John Paul Stevens wrote for the unanimous court, “With regard to judicial review of an agency’s construction of the statute which it administers, if Congress has not directly spoken to the precise question at issue, the question for the court is whether the agency’s answer is based on a permissible construction of the statute.”
On the docket this term is the case of Loper Bright Enterprises v. Raimondo, which the court may well use to overrule Chevron deference.
In Loper Bright, a divided panel of the D.C. Circuit Court of Appeals relied on Chevron to overrule the commercial fishing companies’ challenge to a rule promulgated by the National Marine Fisheries Service (NMFS). It requires the fishing industry to pay the costs of observers who monitor compliance with fishing management plans.
The statute says the government can require fishing boats to carry monitors, but it doesn’t indicate who must pay for them. The appellate court in Loper Bright held that the NMFS’s interpretation that the federal fishery law authorized the industry to fund the monitors was reasonable, so the court should defer to that interpretation.
When it agreed to review the case, the Supreme Court said it would decide: “Whether the Court should overrule Chevron or at least clarify that statutory silence concerning controversial powers expressly but narrowly granted elsewhere in the statute does not constitute an ambiguity requiring deference to the agency.”
The way the court framed the issue strongly suggests it is likely to limit the scope of Chevron even if it doesn’t overrule it.
Neil Gorsuch, Clarence Thomas and Brett Kavanaugh have appeared eager to overturn Chevron deference. John Roberts and Samuel Alito have criticized the doctrine but haven’t suggested overruling it. Barrett has not weighed in on the issue. Unfortunately, Ketanji Brown Jackson has recused herself from the case since she participated in Loper Bright when she was a judge on the D.C. Circuit Court of Appeals.
Overruling Chevron deference would serve the right-wing agenda of “deconstruction of the administrative state.” Conservatives favor deregulation to protect corporate profits.

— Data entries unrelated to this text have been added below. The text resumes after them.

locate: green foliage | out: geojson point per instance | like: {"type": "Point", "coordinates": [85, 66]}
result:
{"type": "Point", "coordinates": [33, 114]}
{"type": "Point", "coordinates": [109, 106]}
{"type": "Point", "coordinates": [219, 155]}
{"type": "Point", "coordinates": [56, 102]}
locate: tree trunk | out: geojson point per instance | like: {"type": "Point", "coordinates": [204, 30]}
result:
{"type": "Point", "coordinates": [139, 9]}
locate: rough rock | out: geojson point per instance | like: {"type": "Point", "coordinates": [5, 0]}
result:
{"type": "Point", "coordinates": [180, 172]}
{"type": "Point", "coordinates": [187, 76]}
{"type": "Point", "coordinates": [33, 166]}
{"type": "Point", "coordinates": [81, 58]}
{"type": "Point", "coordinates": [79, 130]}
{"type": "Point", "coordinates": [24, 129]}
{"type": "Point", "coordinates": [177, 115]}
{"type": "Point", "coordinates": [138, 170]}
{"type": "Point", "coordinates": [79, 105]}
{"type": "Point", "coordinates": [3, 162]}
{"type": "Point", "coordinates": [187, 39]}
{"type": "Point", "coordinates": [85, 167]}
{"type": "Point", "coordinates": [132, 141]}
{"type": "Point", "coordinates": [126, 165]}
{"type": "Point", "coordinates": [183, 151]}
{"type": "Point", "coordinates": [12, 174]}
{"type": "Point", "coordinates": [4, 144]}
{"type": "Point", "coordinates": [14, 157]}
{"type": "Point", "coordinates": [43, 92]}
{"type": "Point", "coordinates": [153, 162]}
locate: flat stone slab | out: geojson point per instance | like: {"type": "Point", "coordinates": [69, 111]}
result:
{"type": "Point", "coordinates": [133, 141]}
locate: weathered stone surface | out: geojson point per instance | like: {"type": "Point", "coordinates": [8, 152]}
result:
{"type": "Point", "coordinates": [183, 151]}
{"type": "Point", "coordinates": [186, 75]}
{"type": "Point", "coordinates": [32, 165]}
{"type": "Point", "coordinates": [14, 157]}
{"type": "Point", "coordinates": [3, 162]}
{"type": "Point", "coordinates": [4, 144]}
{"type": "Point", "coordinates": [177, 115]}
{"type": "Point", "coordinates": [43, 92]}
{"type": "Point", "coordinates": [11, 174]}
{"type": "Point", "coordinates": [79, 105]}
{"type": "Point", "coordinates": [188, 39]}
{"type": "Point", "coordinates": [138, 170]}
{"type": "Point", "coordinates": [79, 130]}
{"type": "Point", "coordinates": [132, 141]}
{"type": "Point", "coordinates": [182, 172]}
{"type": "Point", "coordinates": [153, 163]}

The court’s six-member supermajority recently took a significant step toward overruling Chevron when it invoked the “major questions doctrine” to strike down a proposal by the EPA to limit carbon emissions from power plants. The major questions doctrine allows five judges on the Supreme Court to rescind actions by federal agencies that involve “decisions of vast economic and political significance.”
It appears that Chevron deference is on its last legs. Former Supreme Court Associate Justice Stephen Breyer said that ending Chevron deference would be a “judicial power grab.”
If the court overrules the doctrine, right-wing federal judges can overturn decisions of federal agencies to regulate our food, water, health, safety, work and the environment. Unelected judges would trump agencies with special expertise that are appointed by the elected executive branch.
The Stakes of the 2023-2024 Supreme Court Term
These cases on voting rights, the powers of administrative agencies and the survival of the Consumer Financial Protection Bureau present only three examples of the matters the Supreme Court will rule on this term. Although the legal issues involved in the cases may seem obscure and remote to many people, the court’s decisions will affect our lives in significant ways.
We have already seen the right-wing majority of the court decimate long-standing precedent, such as its ruling in Dobbs v. Jackson Women’s Health Organization that overruled Roe v. Wade. We can expect the court to handle other precedents, such as Chevron deference, in a similarly cavalier manner. This is not the time to bury our heads in the sand. We must carefully track what the court does this term — and act in response.